Heavily armed French riot-police guarded bulldozers tasked with clearing sections of the makeshift Calais migrant camp two days after activists burned down two vehicles in protest at new permanent housing
Under heavy police guard, bulldozers on Monday started demolishing sections of “the Jungle” refugee camp in Calais that was home to an estimated 1,600 people.
British charities and volunteers from around the world had been working around the clock to remove shelters and salvage families’ possessions ahead of the clearance operation.
French authorities are clearing hundreds of tents set up 100 metres from a busy motorway – the scene of clashes between police and migrants hoping to sneak onto a truck and cross the Channel to Britain via the port.
At first, migrants and refugees were told to leave eviction the area by Friday but the deadline was pushed back following requests by charities for more time.
The clearance operation, which local associations said was proceeding “calmly” came two days after bulldozers were burnt, amid widespread refusal by the refugees to move into a new container camp.

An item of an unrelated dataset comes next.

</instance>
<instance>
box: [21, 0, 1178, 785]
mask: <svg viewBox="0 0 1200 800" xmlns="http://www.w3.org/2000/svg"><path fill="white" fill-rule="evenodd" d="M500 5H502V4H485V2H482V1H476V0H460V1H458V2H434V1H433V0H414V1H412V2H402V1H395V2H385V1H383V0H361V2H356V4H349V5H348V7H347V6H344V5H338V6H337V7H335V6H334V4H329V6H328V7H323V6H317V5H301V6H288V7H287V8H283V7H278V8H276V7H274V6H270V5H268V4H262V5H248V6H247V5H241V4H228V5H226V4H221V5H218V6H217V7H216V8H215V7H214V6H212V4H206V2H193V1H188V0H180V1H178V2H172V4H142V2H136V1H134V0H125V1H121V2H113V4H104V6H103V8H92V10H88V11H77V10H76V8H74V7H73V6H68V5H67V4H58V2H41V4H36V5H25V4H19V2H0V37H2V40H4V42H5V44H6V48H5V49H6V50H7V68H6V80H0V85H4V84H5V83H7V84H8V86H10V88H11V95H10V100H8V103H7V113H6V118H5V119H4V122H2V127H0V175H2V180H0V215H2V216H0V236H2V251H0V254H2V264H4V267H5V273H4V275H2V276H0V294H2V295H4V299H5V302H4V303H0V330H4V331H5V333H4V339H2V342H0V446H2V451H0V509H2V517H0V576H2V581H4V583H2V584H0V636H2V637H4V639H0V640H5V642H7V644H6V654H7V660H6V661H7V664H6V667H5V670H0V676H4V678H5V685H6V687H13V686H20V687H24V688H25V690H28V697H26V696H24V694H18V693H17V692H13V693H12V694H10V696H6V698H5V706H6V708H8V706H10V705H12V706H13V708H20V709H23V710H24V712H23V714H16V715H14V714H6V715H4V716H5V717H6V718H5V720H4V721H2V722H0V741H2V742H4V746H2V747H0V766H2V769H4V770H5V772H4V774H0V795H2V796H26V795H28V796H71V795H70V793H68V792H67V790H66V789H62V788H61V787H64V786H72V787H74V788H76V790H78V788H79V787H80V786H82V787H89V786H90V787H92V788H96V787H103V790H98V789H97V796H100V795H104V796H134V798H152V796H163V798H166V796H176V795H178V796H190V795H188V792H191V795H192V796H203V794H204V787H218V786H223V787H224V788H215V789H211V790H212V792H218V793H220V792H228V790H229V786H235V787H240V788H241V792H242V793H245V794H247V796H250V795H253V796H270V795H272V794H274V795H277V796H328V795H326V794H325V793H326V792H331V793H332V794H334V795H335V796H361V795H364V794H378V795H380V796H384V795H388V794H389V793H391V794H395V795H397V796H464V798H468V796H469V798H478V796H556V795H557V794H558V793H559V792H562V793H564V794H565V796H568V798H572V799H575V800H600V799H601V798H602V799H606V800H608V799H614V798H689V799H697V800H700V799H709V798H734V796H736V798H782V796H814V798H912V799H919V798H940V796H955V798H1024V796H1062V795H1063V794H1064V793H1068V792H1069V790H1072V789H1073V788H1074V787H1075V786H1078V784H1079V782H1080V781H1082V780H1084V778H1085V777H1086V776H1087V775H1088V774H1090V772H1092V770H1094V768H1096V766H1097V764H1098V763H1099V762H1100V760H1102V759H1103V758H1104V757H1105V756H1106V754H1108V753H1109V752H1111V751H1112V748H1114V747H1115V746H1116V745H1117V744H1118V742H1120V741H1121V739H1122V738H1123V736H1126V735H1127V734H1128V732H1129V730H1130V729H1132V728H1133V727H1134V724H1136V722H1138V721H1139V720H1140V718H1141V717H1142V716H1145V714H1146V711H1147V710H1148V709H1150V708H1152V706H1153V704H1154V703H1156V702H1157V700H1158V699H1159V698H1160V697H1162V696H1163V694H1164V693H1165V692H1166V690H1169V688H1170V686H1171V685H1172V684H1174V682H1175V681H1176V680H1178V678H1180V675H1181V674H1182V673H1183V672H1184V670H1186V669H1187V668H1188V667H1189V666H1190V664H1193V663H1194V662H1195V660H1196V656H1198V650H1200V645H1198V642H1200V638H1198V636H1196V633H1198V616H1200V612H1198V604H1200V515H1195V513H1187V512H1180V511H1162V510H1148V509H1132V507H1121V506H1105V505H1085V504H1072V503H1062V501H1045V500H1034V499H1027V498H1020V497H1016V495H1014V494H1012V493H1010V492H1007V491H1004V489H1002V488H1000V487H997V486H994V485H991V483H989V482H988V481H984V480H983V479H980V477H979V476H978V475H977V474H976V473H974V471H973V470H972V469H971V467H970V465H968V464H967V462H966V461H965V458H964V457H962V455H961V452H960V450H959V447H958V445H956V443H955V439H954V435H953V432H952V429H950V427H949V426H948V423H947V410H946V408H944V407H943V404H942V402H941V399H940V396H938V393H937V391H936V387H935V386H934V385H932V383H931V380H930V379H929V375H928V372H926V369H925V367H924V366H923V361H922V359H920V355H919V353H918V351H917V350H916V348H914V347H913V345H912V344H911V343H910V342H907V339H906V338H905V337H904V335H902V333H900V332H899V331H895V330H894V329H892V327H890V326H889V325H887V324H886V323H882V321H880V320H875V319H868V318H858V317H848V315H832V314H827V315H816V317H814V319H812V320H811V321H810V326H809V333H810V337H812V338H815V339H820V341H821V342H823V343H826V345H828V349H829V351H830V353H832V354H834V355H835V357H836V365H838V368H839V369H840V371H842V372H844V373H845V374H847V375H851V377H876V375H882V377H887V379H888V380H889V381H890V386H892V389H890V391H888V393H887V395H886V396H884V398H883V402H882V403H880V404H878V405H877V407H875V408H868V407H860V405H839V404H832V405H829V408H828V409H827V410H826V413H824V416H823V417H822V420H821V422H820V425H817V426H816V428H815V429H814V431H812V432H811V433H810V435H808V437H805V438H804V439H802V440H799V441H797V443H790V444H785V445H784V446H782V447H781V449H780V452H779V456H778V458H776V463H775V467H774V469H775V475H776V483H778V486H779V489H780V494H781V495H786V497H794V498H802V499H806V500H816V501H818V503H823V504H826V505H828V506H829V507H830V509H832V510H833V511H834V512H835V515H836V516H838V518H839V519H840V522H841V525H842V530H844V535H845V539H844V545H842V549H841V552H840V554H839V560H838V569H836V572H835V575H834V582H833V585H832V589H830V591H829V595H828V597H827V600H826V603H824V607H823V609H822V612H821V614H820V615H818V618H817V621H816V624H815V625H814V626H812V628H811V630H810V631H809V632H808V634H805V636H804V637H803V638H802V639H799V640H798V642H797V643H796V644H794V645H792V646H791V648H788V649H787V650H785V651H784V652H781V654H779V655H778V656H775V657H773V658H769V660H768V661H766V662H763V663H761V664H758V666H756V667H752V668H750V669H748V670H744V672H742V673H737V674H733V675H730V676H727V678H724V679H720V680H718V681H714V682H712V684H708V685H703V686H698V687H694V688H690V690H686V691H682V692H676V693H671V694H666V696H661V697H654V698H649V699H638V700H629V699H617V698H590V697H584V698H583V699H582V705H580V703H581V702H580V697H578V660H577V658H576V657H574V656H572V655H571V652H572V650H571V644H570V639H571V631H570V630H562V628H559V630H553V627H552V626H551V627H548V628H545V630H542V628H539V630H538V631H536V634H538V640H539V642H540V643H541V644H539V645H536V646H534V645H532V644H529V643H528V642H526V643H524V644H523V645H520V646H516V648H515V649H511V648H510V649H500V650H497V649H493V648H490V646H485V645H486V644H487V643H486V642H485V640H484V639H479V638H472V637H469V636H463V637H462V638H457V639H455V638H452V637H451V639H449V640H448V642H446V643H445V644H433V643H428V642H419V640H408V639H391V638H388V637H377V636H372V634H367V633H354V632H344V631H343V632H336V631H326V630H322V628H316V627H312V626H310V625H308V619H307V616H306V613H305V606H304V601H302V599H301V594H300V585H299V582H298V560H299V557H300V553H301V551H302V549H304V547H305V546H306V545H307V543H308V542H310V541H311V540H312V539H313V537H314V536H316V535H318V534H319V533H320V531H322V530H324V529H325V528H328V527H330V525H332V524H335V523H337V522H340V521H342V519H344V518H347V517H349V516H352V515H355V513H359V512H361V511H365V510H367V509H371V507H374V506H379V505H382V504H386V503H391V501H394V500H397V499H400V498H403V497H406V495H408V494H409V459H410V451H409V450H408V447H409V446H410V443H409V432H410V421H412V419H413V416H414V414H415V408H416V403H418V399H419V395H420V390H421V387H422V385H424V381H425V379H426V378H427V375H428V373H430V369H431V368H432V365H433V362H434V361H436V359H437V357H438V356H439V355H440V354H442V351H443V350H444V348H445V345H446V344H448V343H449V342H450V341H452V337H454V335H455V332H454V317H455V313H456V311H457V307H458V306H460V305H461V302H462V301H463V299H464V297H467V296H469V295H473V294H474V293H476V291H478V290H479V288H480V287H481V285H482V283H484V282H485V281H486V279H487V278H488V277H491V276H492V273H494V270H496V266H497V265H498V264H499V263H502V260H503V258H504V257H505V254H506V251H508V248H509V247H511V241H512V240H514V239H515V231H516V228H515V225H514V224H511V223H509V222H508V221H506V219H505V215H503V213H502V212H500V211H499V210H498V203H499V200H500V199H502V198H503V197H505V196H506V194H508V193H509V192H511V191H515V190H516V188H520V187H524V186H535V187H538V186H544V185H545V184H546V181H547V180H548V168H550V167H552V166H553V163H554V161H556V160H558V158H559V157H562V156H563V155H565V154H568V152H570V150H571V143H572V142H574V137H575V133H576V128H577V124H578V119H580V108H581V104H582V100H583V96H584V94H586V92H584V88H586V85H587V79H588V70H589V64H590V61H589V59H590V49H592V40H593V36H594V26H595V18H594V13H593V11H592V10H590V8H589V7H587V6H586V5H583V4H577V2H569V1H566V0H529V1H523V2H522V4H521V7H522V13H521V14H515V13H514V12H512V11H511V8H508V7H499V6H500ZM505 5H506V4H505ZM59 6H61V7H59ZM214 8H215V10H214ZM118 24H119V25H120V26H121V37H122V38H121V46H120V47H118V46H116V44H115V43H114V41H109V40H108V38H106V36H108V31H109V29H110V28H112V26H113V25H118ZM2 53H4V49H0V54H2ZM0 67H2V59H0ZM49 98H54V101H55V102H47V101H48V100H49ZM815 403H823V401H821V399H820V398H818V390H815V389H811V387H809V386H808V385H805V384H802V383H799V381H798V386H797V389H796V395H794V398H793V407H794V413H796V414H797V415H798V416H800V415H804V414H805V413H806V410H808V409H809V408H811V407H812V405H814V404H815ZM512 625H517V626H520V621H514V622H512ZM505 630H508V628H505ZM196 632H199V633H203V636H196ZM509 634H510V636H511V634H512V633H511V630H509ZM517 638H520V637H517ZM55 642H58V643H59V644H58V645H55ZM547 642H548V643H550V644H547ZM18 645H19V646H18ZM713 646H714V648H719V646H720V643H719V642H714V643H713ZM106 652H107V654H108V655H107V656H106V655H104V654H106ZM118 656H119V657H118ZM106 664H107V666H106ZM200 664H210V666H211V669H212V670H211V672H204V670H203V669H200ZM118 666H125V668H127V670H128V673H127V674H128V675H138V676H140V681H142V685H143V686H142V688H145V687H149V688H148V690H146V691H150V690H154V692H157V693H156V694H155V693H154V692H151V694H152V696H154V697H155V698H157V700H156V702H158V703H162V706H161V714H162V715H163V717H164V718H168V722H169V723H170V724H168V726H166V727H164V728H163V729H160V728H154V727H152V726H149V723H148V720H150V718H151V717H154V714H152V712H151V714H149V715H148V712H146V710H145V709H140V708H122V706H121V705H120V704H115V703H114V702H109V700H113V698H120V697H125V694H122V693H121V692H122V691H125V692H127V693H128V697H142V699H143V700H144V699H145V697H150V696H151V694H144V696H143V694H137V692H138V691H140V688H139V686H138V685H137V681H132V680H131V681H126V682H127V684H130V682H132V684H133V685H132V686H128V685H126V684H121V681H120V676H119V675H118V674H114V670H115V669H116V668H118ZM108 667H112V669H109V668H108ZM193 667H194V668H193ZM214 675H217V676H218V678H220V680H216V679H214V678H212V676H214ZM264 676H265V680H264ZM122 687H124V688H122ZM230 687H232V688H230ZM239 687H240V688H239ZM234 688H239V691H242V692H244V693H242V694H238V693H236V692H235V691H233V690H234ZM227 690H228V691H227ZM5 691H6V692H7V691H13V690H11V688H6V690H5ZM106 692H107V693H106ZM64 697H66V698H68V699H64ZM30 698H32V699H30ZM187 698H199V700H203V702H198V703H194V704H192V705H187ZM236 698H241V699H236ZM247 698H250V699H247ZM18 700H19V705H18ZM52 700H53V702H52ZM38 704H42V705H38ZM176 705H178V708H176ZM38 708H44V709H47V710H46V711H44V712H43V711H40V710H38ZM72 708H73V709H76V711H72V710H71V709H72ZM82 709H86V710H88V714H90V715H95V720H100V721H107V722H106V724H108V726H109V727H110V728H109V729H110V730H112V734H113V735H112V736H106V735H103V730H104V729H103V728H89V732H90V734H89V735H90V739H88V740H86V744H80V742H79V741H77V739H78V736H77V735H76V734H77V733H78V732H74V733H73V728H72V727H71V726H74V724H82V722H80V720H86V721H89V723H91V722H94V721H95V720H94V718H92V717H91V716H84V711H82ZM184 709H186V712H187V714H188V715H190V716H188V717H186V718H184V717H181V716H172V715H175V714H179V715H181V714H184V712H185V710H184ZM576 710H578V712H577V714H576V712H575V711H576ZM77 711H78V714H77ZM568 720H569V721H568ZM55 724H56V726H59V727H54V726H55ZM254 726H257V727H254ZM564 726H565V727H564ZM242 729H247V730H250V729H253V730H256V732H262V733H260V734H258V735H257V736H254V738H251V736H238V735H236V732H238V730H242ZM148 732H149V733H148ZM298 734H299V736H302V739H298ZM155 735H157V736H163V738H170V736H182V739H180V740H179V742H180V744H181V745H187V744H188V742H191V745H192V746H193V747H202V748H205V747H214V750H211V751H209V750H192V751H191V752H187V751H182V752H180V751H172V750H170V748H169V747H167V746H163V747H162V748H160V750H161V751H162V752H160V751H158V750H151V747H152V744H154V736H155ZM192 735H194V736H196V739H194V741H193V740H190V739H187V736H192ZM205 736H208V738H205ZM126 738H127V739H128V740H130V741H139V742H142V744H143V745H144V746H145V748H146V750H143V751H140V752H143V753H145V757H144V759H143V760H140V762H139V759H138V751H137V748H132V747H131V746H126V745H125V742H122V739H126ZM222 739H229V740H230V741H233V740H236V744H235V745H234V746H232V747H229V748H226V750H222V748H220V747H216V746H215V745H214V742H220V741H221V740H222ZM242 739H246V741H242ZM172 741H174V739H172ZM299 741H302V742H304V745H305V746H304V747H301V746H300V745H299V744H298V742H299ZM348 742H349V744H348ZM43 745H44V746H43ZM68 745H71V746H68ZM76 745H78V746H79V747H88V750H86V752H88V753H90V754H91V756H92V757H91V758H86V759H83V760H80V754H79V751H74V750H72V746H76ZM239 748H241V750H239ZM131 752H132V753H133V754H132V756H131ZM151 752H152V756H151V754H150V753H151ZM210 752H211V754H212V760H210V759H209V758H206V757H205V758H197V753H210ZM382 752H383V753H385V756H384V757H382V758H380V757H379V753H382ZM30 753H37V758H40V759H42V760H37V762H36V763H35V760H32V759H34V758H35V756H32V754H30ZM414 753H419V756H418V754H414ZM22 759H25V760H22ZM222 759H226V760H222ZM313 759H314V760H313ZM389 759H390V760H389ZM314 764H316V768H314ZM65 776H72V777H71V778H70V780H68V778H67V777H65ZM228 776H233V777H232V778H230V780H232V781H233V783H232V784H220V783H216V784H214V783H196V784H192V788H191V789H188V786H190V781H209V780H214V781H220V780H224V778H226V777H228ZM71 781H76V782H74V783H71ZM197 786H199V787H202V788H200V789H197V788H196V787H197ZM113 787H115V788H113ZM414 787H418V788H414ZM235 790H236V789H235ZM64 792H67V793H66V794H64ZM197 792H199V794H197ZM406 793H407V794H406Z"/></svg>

The blaze saw vehicles parked on the edge of the camp completely destroyed on Friday night. Several of the first containers put in place last week were scrawled with slogans such as “F— Cameron” and “F— government,” and “Gas Chamber”, sparking rumours that British No Borders activists were behind the arson.
There have been no arrests.
French authorities have said they plan to destroy the tents or makeshift huts of an estimated 1,600 people, roughly a third of up to 5,000 migrants who are using the camp as a base while they attempt to cross the reach the UK.
The French government wants those evicted to move into converted shipping containers that have been equipped with heating, electricity and a hi-tech entry code system.
But many migrants are reluctant to leave the tents, cafés and shops they have set up in the Jungle, and are suspicious about the new camp, which is surrounded by barbed wire and requires a fingerprint scan to come and go.
Monday’s clearance was just the beginning of a two-week operation, with the local state prefect saying that the aim was for police to better be able to see migrants who leave the camp and try and reach the closed port-bound motorway.
The calm scenes were a huge improvement on a similar demolition in November, when police used tear gas and batons to remove refugees at 7am, leaving them no time to move out.
The operation came as David Cameron was urged to act on the “humanitarian crisis” in the Calais Jungle by Game Of Thrones actress Oona Chaplin, who has spent time volunteering in the camp.
Ms Chaplin, granddaughter of Charlie Chaplin, told the Prime Minister he should visit the camp and speak to refugees, after she attended a memorial service in London.
At the same time, a London court heard that four young Syrian refugees living in the Jungle should be reunited with their families in Britain and escape the “living hell” of the Calais refugee camp.
The four young men, who cannot be named for legal reasons, are facing “intolerable” conditions and should not stay in the sprawling camp another day, lawyers argued.
The men, including three teenagers, all have siblings, legally living in Britain.
The Home Office has turned down their applications, but in a case that could hold important legal implications for many other refugees wanting to cross the channel from Calais, they have applied for the British Government to immediately take up their asylum cases, bypassing the French authorities.
This would allow them to live in Britain while their claims are considered.